One-credit seminars are like when you are on the phone with a distant family member and they start telling a story but you get bored halfway through so you just pretend to listen and sporadically say “ohhh” and “mhm”. They are both necessary for your end goal: a college degree or to wish your cousin a happy birthday, but are dreadful to endure and seemingly unnecessary. My seminar, however, became more than just a phone call that was taking too long and an easy-A when I came to the realization that there was actual insight I could gain if I took the class seriously.
A few months ago I enrolled in Philosophy of Freedom because I thought it would be a nice break from my technical-heavy science courses. It would invoke a part of my brain that is normally hidden away.

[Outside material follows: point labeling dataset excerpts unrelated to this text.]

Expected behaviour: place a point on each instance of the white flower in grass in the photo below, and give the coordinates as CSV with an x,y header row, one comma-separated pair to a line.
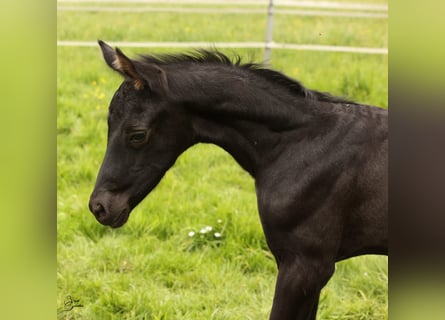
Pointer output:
x,y
206,229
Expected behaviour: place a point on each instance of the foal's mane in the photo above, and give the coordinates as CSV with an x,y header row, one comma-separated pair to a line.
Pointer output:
x,y
203,56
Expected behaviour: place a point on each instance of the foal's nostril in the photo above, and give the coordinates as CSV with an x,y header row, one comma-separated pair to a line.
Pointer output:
x,y
97,208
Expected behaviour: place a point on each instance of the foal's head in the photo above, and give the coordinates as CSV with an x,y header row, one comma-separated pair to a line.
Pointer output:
x,y
144,138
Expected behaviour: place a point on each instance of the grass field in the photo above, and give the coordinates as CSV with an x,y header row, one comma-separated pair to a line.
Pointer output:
x,y
152,268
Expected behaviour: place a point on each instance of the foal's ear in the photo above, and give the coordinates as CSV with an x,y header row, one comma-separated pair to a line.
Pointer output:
x,y
122,64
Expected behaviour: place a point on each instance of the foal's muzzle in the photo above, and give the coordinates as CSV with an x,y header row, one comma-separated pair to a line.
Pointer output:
x,y
109,209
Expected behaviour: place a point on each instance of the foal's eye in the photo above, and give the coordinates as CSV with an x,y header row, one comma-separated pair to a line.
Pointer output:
x,y
137,138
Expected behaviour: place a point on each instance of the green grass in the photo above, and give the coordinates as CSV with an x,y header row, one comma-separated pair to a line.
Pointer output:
x,y
151,268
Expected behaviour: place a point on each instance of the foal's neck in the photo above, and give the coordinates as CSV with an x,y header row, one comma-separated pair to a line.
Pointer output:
x,y
240,112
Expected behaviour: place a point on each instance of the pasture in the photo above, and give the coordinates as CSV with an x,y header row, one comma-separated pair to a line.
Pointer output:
x,y
167,262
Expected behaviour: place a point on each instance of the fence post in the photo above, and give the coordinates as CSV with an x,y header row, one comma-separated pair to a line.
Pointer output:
x,y
269,29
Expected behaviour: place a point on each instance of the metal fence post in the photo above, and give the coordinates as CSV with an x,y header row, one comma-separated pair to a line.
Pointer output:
x,y
269,29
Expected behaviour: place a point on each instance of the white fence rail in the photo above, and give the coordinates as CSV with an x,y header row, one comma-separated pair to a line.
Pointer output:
x,y
301,4
267,45
326,13
308,47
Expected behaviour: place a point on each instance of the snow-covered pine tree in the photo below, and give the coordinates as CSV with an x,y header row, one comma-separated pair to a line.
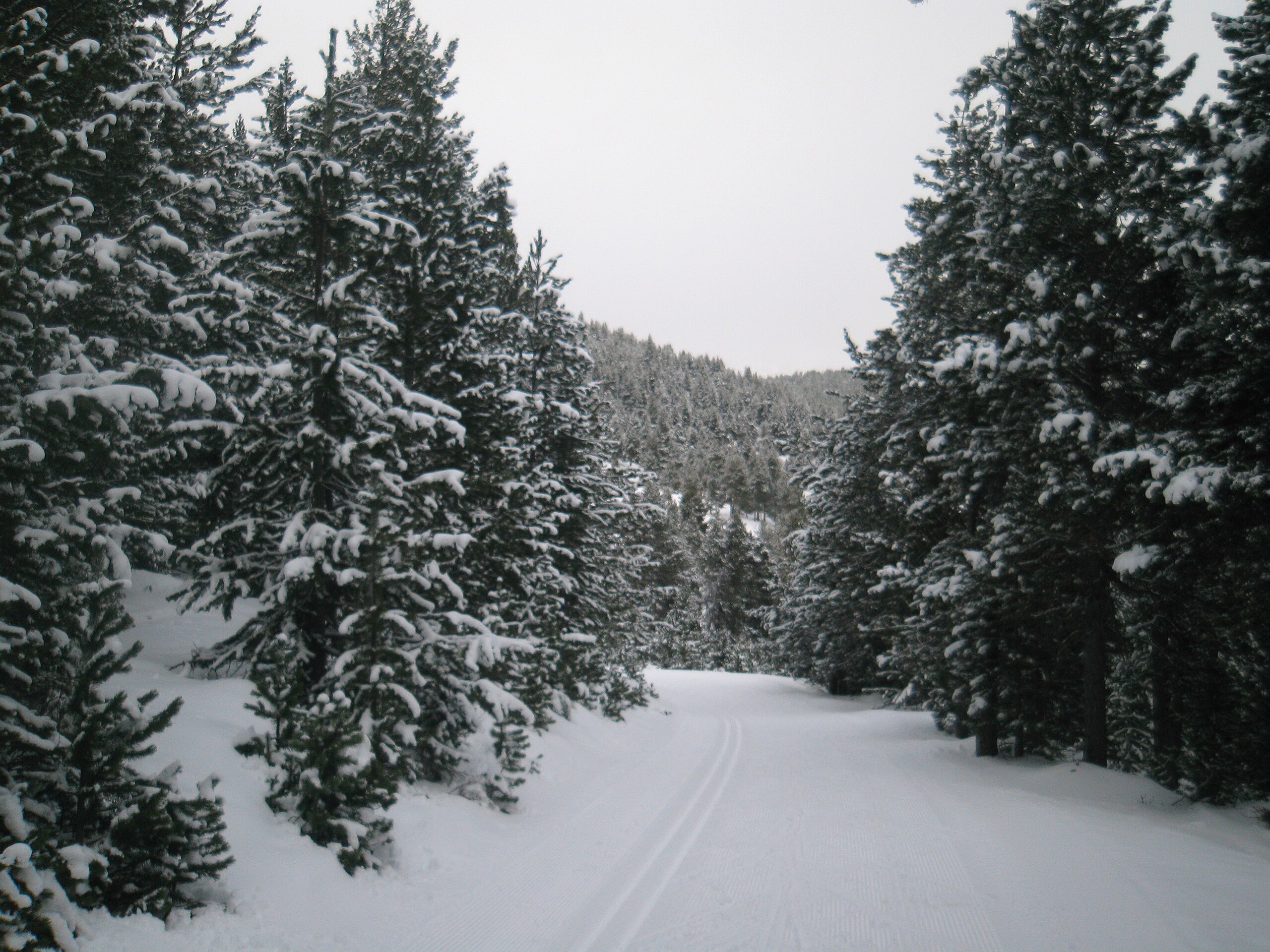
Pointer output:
x,y
1087,91
951,443
574,507
737,584
832,627
82,382
1191,705
1064,202
444,291
316,504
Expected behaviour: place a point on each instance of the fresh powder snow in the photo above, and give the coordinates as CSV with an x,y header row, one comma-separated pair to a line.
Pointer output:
x,y
736,812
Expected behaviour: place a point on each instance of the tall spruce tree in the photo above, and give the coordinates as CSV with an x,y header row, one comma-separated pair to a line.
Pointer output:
x,y
87,272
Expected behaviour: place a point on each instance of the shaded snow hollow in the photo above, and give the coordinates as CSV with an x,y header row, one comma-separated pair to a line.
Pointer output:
x,y
736,813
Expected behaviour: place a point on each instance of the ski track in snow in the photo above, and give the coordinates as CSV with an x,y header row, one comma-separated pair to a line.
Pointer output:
x,y
737,813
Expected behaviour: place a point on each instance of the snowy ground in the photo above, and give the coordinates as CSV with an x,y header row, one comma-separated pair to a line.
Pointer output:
x,y
736,813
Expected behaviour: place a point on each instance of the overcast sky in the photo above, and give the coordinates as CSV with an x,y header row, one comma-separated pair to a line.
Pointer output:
x,y
718,175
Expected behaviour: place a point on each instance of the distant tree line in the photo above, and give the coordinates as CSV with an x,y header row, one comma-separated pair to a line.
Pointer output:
x,y
720,443
1046,518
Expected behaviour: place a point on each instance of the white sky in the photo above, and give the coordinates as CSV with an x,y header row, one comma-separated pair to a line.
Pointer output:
x,y
718,175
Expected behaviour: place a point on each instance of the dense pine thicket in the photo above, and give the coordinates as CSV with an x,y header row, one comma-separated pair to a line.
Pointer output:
x,y
1046,517
706,429
720,443
304,363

Before I go any further, I would like to make it clear that I am not about to go all philosophical on you- that is a topic for a different article. Instead, I want to share a practice that my professor assigned to us on the first day of class. He challenged us to take a moment everyday when we wake up for a morning reverence. It’s only a quick fifteen to thirty seconds to allow ourselves to enter a state of mind that is open to accepting all experiences that come our way throughout the day. After the day is over and we are falling asleep, he asked us to watch our day in reverse as if it was a movie in rewind. The goal was for the reverse recall to be purely objective and not to pass judgement over our experiences.
I understand that this exercise sounds a little cooky, and it would have been easy for me to simply not do, but it sounded intriguing. There had to be some benefit to be gained by the exercise or he wouldn’t have assigned it. At first it was difficult to remember to do every morning and night, but it soon became part of my routine. Over time, I began to discern those benefits on my own. It has given me a better appreciation for my day-to-day life because I am more mindful of it. Throughout the day I will catch myself thinking, “Oh, I’ll remember that tonight when I’m going to sleep.” Small moments that would have otherwise been let go the moment they were experienced now have a greater importance. When I hear a joke and it makes me laugh or my roommates and I eat breakfast together, I am aware and appreciative of what I am living. Before, I was blind to my life until something significant happened. Now I am able to see all of my experiences, not just the important ones.
It’s a tall story to say my class that meets once a week over zoom is changing how I view life but it’s because I stopped viewing it simply as a requirement that I needed to get out of the way. Maybe we should all start listening to the story our cousin is telling us over the phone because it could be a good one.